ティーノの口車に乗り始めてしまった優希に、朋里が頬を抓る。


「お母さんを返してください」

「もう聖魔導帝国の皇妃だから、日本に住まわせることはできない」

「勝手に拉致したのは、おじさんでしょ?」

「じゃあ、守山家全員を拉致しようか? そうしたら一緒に暮らせる」


――また、とんでもないこと言ってる……。


いや、でもティーノは普通にやってのけるだろう。


「ねぇ、ちょっといい?」


不機嫌そうに、ミライが手を挙げる。


「僕たちさ、すごく久しぶりにお母さんと再会したわけなんだけどさ――」

「そうだね」

「僕らだけの、感動の再会タイムが欲しい」


普通なら、とても了承されない要求だ。

だけどティーノは、それをいとも簡単に受け入れる。


「いいだろう。どれくらい時間が欲しい?」

「とりあえず、一時間?」

「待機場所は?」

「……自宅外?」

「ふふっ、強気だな――いいだろう。

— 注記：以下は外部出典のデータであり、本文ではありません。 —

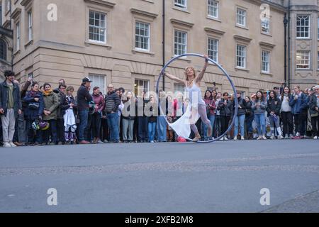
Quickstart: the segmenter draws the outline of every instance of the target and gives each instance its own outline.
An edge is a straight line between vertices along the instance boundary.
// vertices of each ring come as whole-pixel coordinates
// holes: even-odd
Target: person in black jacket
[[[27,145],[40,145],[42,143],[41,132],[39,130],[35,131],[32,128],[32,123],[42,118],[44,110],[43,95],[39,90],[38,82],[33,82],[31,90],[27,92],[23,98],[23,101],[26,106],[25,116],[28,131]]]
[[[118,143],[120,132],[118,128],[118,106],[121,104],[120,96],[114,91],[112,84],[108,85],[108,93],[105,96],[105,111],[110,128],[110,143]]]
[[[310,97],[309,112],[311,116],[313,138],[319,138],[319,85],[316,85],[313,93]]]
[[[16,119],[21,114],[21,96],[18,84],[13,82],[15,74],[4,72],[6,80],[0,84],[0,114],[1,114],[4,147],[16,147],[13,143]]]
[[[79,116],[79,141],[81,144],[89,143],[84,140],[84,131],[87,126],[89,117],[89,102],[92,101],[92,96],[89,92],[91,82],[88,77],[84,78],[81,87],[77,90],[77,109]]]
[[[234,128],[234,140],[237,140],[237,135],[238,135],[238,126],[240,128],[240,138],[242,140],[245,140],[245,118],[246,117],[246,101],[241,97],[240,92],[237,91],[237,99],[238,100],[238,111],[237,116],[235,118],[235,128]],[[235,113],[235,101],[233,105],[233,112]]]
[[[250,100],[250,96],[246,96],[245,98],[246,101],[246,116],[245,118],[245,123],[246,124],[247,135],[249,140],[253,139],[253,128],[252,122],[254,121],[254,115],[252,109],[252,101]]]
[[[67,89],[67,85],[59,84],[59,88],[57,90],[53,90],[54,92],[57,93],[57,97],[59,98],[59,107],[57,107],[57,143],[65,144],[65,121],[63,119],[63,115],[65,114],[65,111],[69,108],[68,104],[65,104],[65,90]]]
[[[278,98],[275,91],[271,91],[269,93],[269,99],[267,101],[267,108],[266,109],[268,117],[270,121],[270,129],[272,131],[272,140],[275,138],[275,127],[278,133],[278,138],[282,139],[281,128],[279,124],[280,109],[281,108],[281,101]]]
[[[218,103],[217,106],[217,110],[220,114],[220,135],[223,134],[227,128],[228,128],[229,121],[230,120],[230,116],[232,115],[233,103],[228,100],[228,93],[224,92],[223,94],[223,99]],[[227,135],[225,135],[220,140],[228,140]]]

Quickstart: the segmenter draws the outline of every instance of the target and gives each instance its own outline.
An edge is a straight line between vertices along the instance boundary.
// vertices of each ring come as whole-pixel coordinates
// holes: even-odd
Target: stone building
[[[89,75],[92,86],[100,87],[103,92],[106,84],[112,83],[138,94],[142,90],[154,91],[163,63],[184,52],[208,53],[232,76],[243,95],[272,89],[284,82],[283,21],[287,1],[0,2],[2,28],[13,33],[13,39],[6,39],[1,33],[0,42],[6,41],[6,63],[13,63],[21,83],[33,74],[35,80],[50,82],[53,87],[63,78],[68,85],[77,88],[82,78]],[[309,6],[313,27],[317,25],[315,2],[316,6]],[[293,31],[293,13],[298,14],[294,9],[298,8],[292,6]],[[264,17],[266,14],[269,17]],[[294,46],[310,51],[312,64],[317,61],[317,49],[315,54],[311,51],[316,35],[312,31],[310,40],[296,40],[296,45],[291,38],[291,50]],[[291,54],[291,69],[296,65],[293,57]],[[203,63],[203,59],[185,57],[174,62],[167,70],[182,77],[186,66],[193,65],[199,71]],[[315,77],[318,82],[317,74],[308,74],[317,73],[313,65],[311,70],[291,70],[291,83],[301,84],[300,80],[306,79],[308,85]],[[211,88],[213,82],[218,91],[231,91],[226,77],[211,64],[202,92]],[[162,89],[162,82],[160,84]],[[183,87],[166,79],[164,89],[181,91]]]

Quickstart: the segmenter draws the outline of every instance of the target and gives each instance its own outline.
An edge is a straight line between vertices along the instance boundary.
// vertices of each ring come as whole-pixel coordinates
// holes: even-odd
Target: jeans
[[[293,116],[291,112],[281,112],[284,135],[292,135],[293,131]]]
[[[118,112],[108,114],[107,118],[110,128],[110,141],[118,143],[120,140]]]
[[[65,120],[63,118],[57,119],[57,140],[65,143]]]
[[[87,118],[89,116],[89,111],[79,111],[79,140],[84,140],[84,131],[87,125]]]
[[[134,119],[122,119],[122,128],[123,128],[123,140],[124,141],[133,141],[133,126]]]
[[[311,117],[313,136],[319,136],[319,116]]]
[[[8,109],[6,115],[1,115],[1,120],[4,142],[12,142],[16,126],[14,110],[13,109]]]
[[[166,127],[167,123],[165,120],[165,116],[159,116],[157,117],[157,140],[159,142],[166,142]]]
[[[228,128],[229,126],[229,121],[230,120],[230,116],[220,116],[220,135],[223,135]]]
[[[44,142],[49,143],[49,137],[51,135],[51,143],[57,143],[57,120],[47,121],[50,124],[48,129],[44,131]]]
[[[256,121],[259,135],[265,135],[266,118],[264,114],[254,114],[254,121]]]
[[[215,123],[215,115],[210,116],[208,117],[208,120],[211,121],[211,126],[212,129],[213,130],[213,128],[214,128],[214,123]],[[202,123],[201,123],[201,128],[203,129],[204,140],[211,140],[212,139],[211,137],[208,138],[207,136],[207,130],[208,129],[208,126],[207,126],[206,124]]]
[[[248,116],[246,116],[245,118],[245,122],[246,123],[247,127],[247,132],[248,133],[252,133],[253,128],[252,128],[252,121],[254,121],[254,116],[253,114],[251,114]]]
[[[293,114],[293,119],[295,120],[296,133],[299,133],[300,135],[305,135],[307,114]]]
[[[156,128],[156,122],[149,122],[148,123],[148,140],[149,140],[149,142],[154,141],[154,138],[155,137],[155,128]]]
[[[238,135],[238,123],[240,128],[240,136],[245,136],[245,114],[237,116],[235,118],[234,137]]]
[[[146,116],[138,117],[138,141],[142,142],[147,140],[147,125],[148,119]]]
[[[42,143],[42,135],[41,131],[37,130],[35,132],[34,129],[32,128],[32,123],[33,123],[33,120],[28,119],[26,121],[26,128],[28,131],[28,143],[33,144],[35,142],[38,143]]]
[[[93,138],[100,138],[101,135],[101,114],[95,113],[91,116],[91,127]]]
[[[215,115],[214,130],[213,135],[215,138],[217,138],[220,135],[220,115]]]

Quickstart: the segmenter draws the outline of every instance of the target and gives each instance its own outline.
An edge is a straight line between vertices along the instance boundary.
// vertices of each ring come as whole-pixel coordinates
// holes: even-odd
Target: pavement
[[[319,140],[0,148],[0,212],[319,212]]]

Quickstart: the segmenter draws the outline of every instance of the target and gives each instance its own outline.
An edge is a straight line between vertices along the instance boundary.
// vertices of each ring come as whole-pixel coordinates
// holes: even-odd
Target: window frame
[[[27,13],[28,16],[28,41],[32,41],[33,40],[33,11],[29,10]]]
[[[16,38],[14,40],[16,50],[15,52],[18,52],[21,50],[21,26],[20,21],[15,23]]]
[[[175,33],[176,32],[180,32],[180,33],[185,33],[185,44],[177,43],[177,45],[183,45],[185,47],[184,52],[183,52],[183,53],[180,53],[180,54],[179,54],[179,53],[176,54],[175,53],[175,44],[176,44],[175,43]],[[174,45],[173,45],[174,51],[173,51],[173,52],[174,52],[174,57],[178,56],[179,55],[182,55],[182,54],[186,53],[187,52],[187,49],[188,49],[188,47],[187,47],[187,45],[188,45],[188,32],[186,31],[184,31],[182,29],[175,28],[174,28],[173,43],[174,43]]]
[[[298,26],[297,25],[297,23],[298,23],[298,17],[300,18],[301,16],[306,16],[306,17],[308,17],[308,26],[307,27],[308,27],[308,36],[307,37],[298,36],[298,28],[307,28],[306,26],[301,27],[301,26]],[[300,23],[301,23],[301,21]],[[310,15],[309,15],[309,14],[297,14],[296,15],[296,39],[310,39],[310,28],[311,28],[310,27]],[[303,33],[305,33],[306,31],[303,31]],[[301,34],[301,31],[299,31],[299,33]]]
[[[209,45],[210,45],[210,40],[213,40],[215,42],[217,42],[217,44],[216,45],[217,50],[213,50],[213,49],[209,49]],[[212,51],[212,52],[216,52],[216,60],[215,60],[212,56],[211,56],[211,55],[209,54],[209,51]],[[215,60],[217,63],[219,62],[219,39],[217,39],[216,38],[213,38],[211,36],[208,36],[207,37],[207,54],[208,55],[208,57]]]
[[[238,23],[238,15],[239,15],[238,14],[238,11],[242,11],[245,12],[245,17],[244,17],[244,18],[245,18],[245,20],[244,20],[245,24],[241,24],[241,23]],[[236,21],[236,21],[236,25],[237,26],[240,26],[240,27],[247,28],[247,9],[243,9],[242,7],[239,7],[239,6],[236,7]]]
[[[263,60],[263,53],[267,53],[268,54],[268,62],[264,62]],[[270,51],[269,50],[262,50],[262,55],[261,55],[261,64],[262,64],[262,73],[264,73],[264,74],[269,74],[270,73],[270,57],[271,57],[271,53]],[[263,63],[266,62],[267,63],[267,70],[264,70],[263,69]]]
[[[180,0],[184,1],[184,5],[181,4],[177,3],[176,1],[179,0],[174,0],[174,6],[182,9],[184,10],[187,9],[187,0]]]
[[[145,82],[146,82],[147,83],[147,91],[145,91],[145,94],[148,94],[148,92],[150,92],[150,79],[140,79],[140,78],[134,78],[134,93],[135,94],[136,96],[139,96],[140,94],[140,92],[142,91],[140,91],[139,89],[139,88],[140,87],[140,83],[138,82],[138,84],[136,84],[136,82],[143,82],[143,90],[145,91]],[[137,84],[135,86],[135,84]],[[135,91],[135,87],[137,89],[137,92]]]
[[[144,49],[144,48],[137,48],[136,47],[136,36],[138,35],[136,35],[136,25],[137,23],[143,23],[143,24],[146,24],[148,26],[148,36],[147,36],[147,49]],[[134,48],[136,50],[140,50],[140,51],[145,51],[145,52],[150,52],[150,40],[151,40],[151,24],[149,22],[145,22],[143,21],[142,20],[139,20],[139,19],[136,19],[135,21],[135,32],[134,32]]]
[[[210,5],[210,2],[213,2],[217,4],[217,9],[216,9],[216,16],[213,16],[209,13],[210,12],[210,7],[214,8],[215,6],[213,5]],[[213,18],[215,19],[219,19],[219,1],[217,0],[207,0],[207,16],[209,18]]]
[[[100,18],[101,18],[101,14],[104,14],[105,15],[105,28],[104,28],[104,38],[105,40],[104,41],[99,41],[99,40],[91,40],[90,39],[90,27],[93,26],[93,28],[95,27],[95,26],[91,26],[90,25],[90,13],[91,11],[94,13],[94,16],[95,13],[100,13]],[[108,37],[107,37],[107,31],[108,31],[108,13],[104,12],[103,11],[99,11],[97,9],[89,9],[89,21],[88,22],[88,40],[90,43],[100,43],[100,44],[106,44],[108,43]],[[103,28],[102,27],[98,27],[97,28],[99,29],[101,29]]]
[[[298,65],[303,65],[302,64],[297,64],[298,61],[307,61],[307,60],[306,58],[303,59],[301,59],[301,60],[297,60],[298,57],[298,53],[308,53],[308,67],[307,68],[300,68],[298,67]],[[306,55],[303,55],[306,56]],[[308,51],[308,50],[298,50],[296,52],[296,62],[295,62],[295,65],[296,65],[296,70],[309,70],[311,68],[311,55],[310,55],[310,51]],[[306,65],[306,64],[303,64],[303,65]]]
[[[237,53],[238,53],[238,47],[239,46],[240,46],[240,47],[243,47],[243,48],[244,48],[244,50],[245,50],[245,52],[244,52],[244,53],[245,53],[245,56],[244,57],[242,57],[242,56],[239,56],[238,55],[237,55]],[[237,69],[246,69],[247,68],[247,45],[242,45],[242,44],[240,44],[240,43],[236,43],[236,68],[237,68]],[[244,61],[243,61],[243,62],[244,62],[244,66],[239,66],[238,65],[237,65],[237,62],[238,62],[238,57],[244,57]]]
[[[101,92],[103,93],[103,94],[106,94],[107,92],[107,87],[106,87],[106,74],[99,74],[99,73],[95,73],[95,72],[89,72],[89,77],[93,81],[91,83],[91,86],[92,88],[92,91],[93,91],[93,88],[96,86],[97,84],[94,84],[94,81],[96,81],[96,79],[95,79],[95,77],[99,77],[99,78],[103,77],[103,79],[104,80],[102,83],[103,84],[103,88],[101,87],[101,85],[98,85],[97,87],[99,87],[101,89]]]

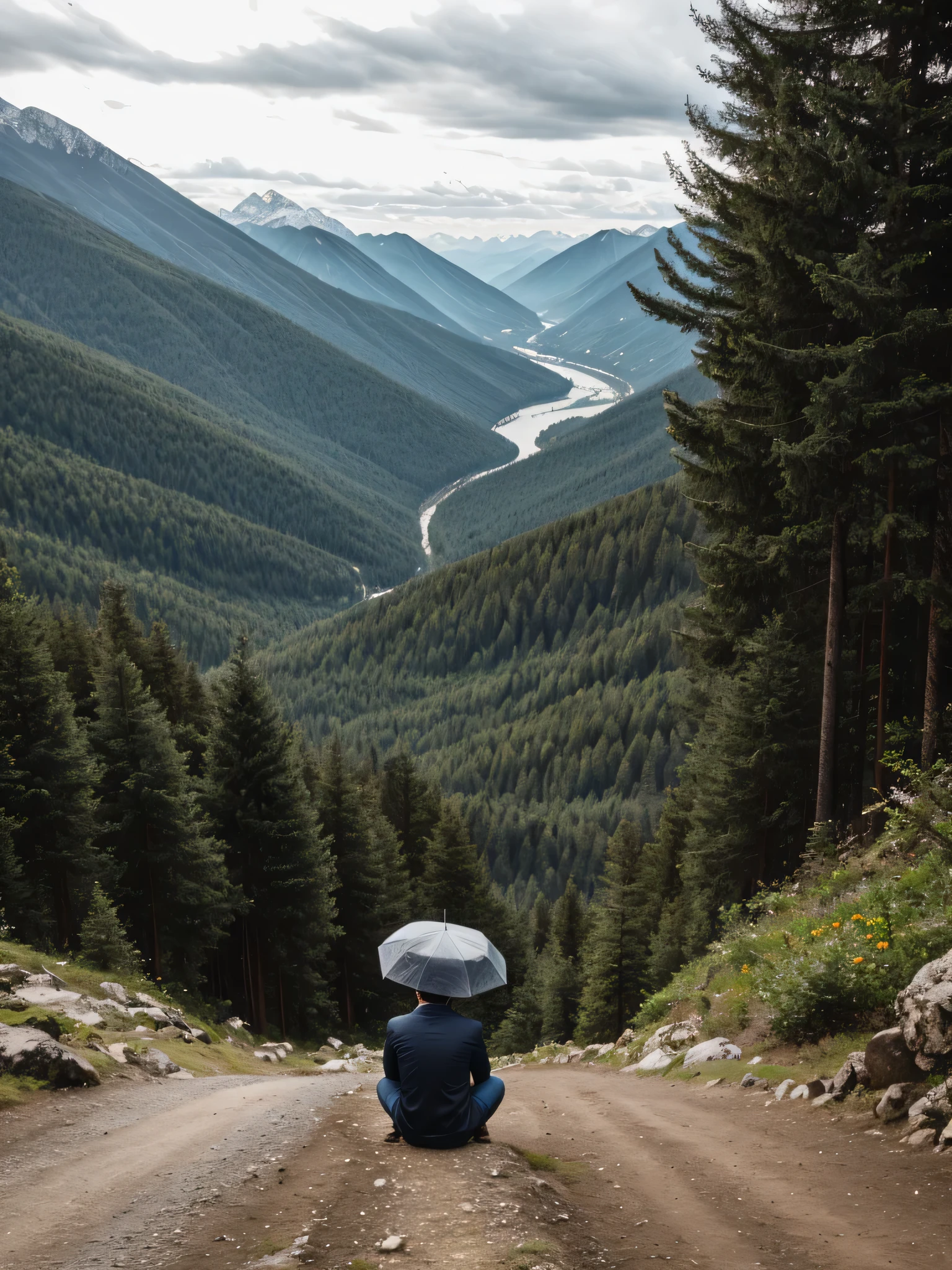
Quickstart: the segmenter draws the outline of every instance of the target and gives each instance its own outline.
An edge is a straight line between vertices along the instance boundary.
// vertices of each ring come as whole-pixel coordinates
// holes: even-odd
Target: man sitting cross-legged
[[[383,1080],[377,1097],[393,1121],[387,1142],[411,1147],[462,1147],[489,1142],[486,1120],[505,1086],[490,1076],[482,1024],[463,1019],[448,997],[418,992],[419,1005],[387,1024]],[[470,1085],[472,1073],[473,1083]]]

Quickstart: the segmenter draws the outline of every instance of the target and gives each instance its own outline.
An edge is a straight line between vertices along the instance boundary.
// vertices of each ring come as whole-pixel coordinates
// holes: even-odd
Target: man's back
[[[482,1024],[432,1003],[399,1015],[387,1024],[383,1072],[400,1086],[395,1123],[407,1142],[468,1135],[470,1074],[476,1085],[490,1076]]]

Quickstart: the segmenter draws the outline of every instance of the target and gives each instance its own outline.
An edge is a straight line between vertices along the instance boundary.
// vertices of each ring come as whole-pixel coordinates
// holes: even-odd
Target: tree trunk
[[[932,767],[939,739],[942,715],[942,654],[944,631],[939,625],[935,591],[948,577],[949,538],[952,537],[952,472],[948,462],[948,434],[939,411],[939,461],[935,469],[935,531],[932,540],[932,585],[929,602],[929,652],[925,660],[925,696],[923,700],[922,766]]]
[[[890,485],[887,503],[890,517],[896,509],[896,460],[890,464]],[[882,563],[882,624],[880,626],[880,695],[876,702],[876,789],[882,795],[886,785],[886,768],[882,754],[886,749],[886,693],[889,687],[889,640],[890,616],[892,610],[892,551],[895,531],[890,522],[886,530],[886,555]]]
[[[826,652],[823,672],[823,710],[820,714],[820,762],[816,773],[816,823],[833,819],[836,772],[836,681],[843,636],[845,525],[838,511],[830,533],[830,593],[826,602]]]

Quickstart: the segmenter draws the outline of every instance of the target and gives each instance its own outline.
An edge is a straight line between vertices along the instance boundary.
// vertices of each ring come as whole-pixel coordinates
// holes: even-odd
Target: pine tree
[[[133,973],[141,966],[138,950],[126,937],[116,906],[98,881],[93,884],[89,912],[80,927],[80,946],[99,970]]]
[[[622,820],[608,839],[605,871],[592,906],[578,1022],[578,1033],[585,1040],[614,1040],[641,1005],[652,907],[641,832]]]
[[[161,706],[128,657],[108,646],[90,737],[99,759],[96,843],[113,861],[122,918],[156,978],[192,987],[236,895]]]
[[[421,878],[425,839],[439,820],[440,796],[439,790],[419,775],[416,763],[405,751],[393,754],[383,765],[381,806],[397,832],[410,878]]]
[[[207,790],[211,824],[241,897],[213,982],[217,975],[220,991],[246,1002],[256,1031],[269,1019],[282,1031],[311,1031],[329,1013],[336,879],[298,742],[253,671],[246,640],[218,691]]]
[[[339,935],[333,956],[340,1015],[348,1027],[377,1017],[392,986],[381,979],[377,946],[409,918],[406,864],[390,822],[362,789],[336,737],[319,766],[317,813],[334,861]]]
[[[0,808],[13,822],[6,917],[20,939],[76,935],[74,892],[93,869],[93,766],[34,602],[0,568]]]

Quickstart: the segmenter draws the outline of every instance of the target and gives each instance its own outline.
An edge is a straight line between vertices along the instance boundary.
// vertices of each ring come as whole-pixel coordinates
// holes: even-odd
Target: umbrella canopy
[[[505,958],[481,931],[452,922],[410,922],[380,949],[385,979],[444,997],[475,997],[505,983]]]

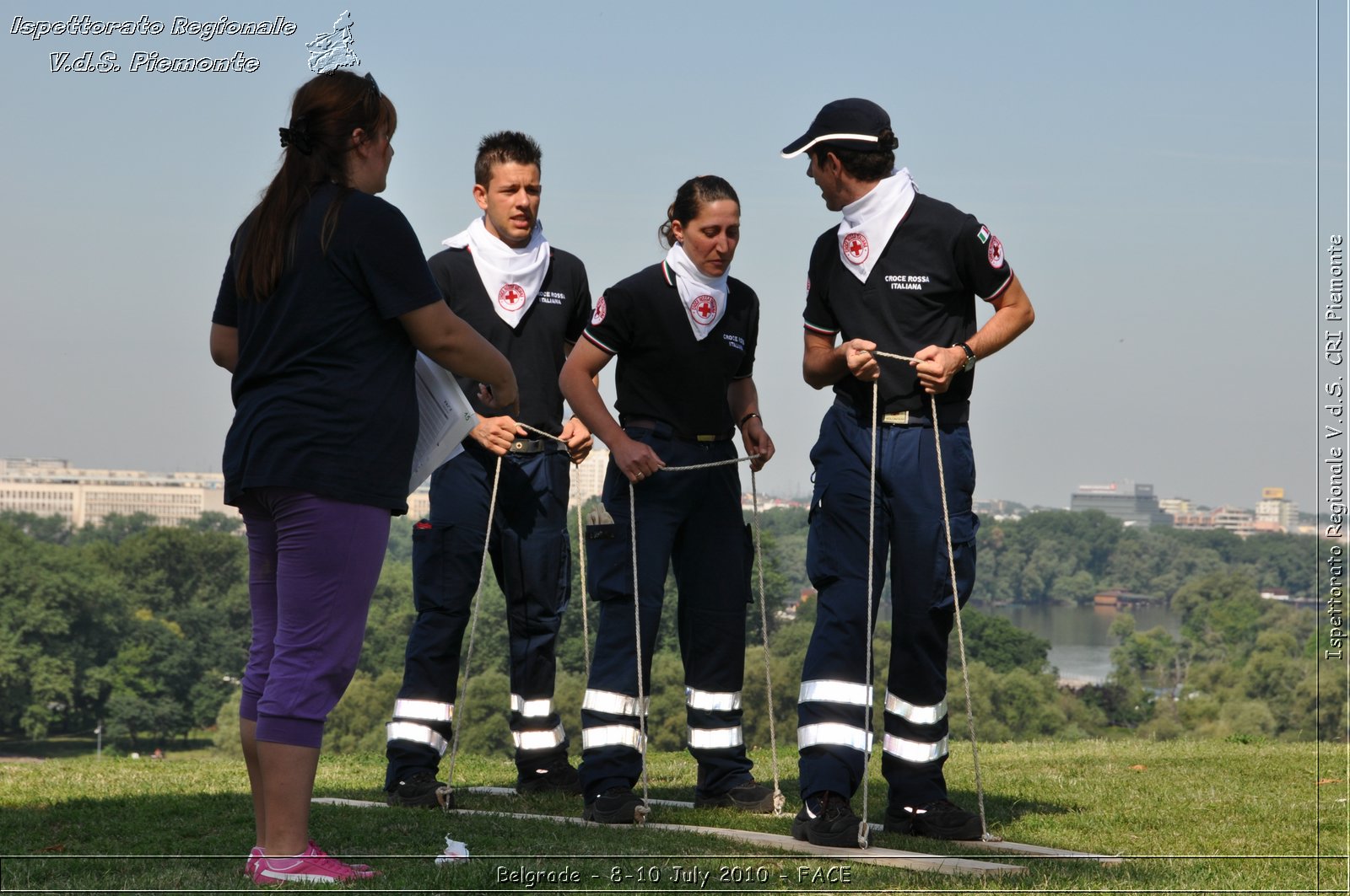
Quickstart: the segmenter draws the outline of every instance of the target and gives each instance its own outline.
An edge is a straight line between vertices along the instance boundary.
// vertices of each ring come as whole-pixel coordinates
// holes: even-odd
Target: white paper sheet
[[[420,425],[408,494],[417,491],[436,467],[462,452],[464,448],[459,443],[478,424],[478,414],[448,370],[417,352],[414,376]]]

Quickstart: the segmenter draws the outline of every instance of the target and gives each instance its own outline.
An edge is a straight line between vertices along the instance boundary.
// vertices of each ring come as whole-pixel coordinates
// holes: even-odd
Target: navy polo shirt
[[[493,308],[468,248],[448,248],[431,256],[432,277],[450,309],[506,356],[520,386],[520,414],[516,420],[535,429],[558,435],[563,430],[563,391],[558,371],[563,368],[564,344],[580,339],[591,314],[586,267],[571,252],[552,250],[548,273],[539,296],[520,325],[512,328]],[[501,416],[478,401],[478,383],[459,376],[459,387],[485,417]]]
[[[922,193],[895,227],[882,256],[860,282],[844,269],[838,232],[815,240],[806,286],[806,329],[879,351],[913,356],[927,345],[954,345],[976,331],[975,297],[996,298],[1013,281],[1003,247],[973,215]],[[922,410],[929,397],[907,362],[880,359],[882,413]],[[969,401],[975,371],[957,374],[940,405]],[[855,408],[872,405],[872,383],[845,374],[834,393]]]
[[[440,301],[417,236],[389,202],[336,185],[301,211],[294,256],[265,301],[235,293],[235,251],[212,321],[239,329],[225,503],[288,487],[408,511],[417,440],[413,345],[398,316]]]
[[[726,387],[755,371],[759,297],[728,278],[726,313],[695,339],[675,274],[662,262],[605,290],[586,339],[618,356],[614,406],[621,422],[659,420],[684,437],[725,435],[736,424]]]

外で待つ」


「終わったら呼んでくれ」とだけ言い残し、ティーノは易々と家の外へ出て行った。


ティーノが駐車場の車へ入ったのを見届けた瞬間、皆が私に抱きついて泣き始めた。


言葉もなく、声を上げて泣くばかりだ。


私も待ち望んだ家族に、涙が零れて止まらなくなる。


「ごめん、ごめんね……」


私はただ、謝ることしかできなかった。


十五分ほど泣き続けると、皆も少し落ち着いたようだった。

泣き腫らした目の奥に、今度は強い決意の色が宿っている。


「――失敗したんだね」


悟の、目的語のない言葉に、私は頷く。


「うん――ダメだった。結婚式、見たんでしょ? あの結婚式で、お互いの考えてることが筒抜けになるようになった」

「それは――」


「そういうことか……」と、悟が納得する。


けど、子ども達は理解が追いつかないようで、顔を見合わせていた。


「筒抜けってことは、お母さんに、こちらの作戦は伝えられないってことだね?」

「そう。だから、絶対言っちゃダメよ」

「茜と連絡手段ができたのに、良し悪しだね」

「そうなのよ……」


私が露骨に肩を落とすと、悟は笑いながら私の頭を撫でた。


大好きな手のひらの温かさに、思わず笑みが零れてしまった。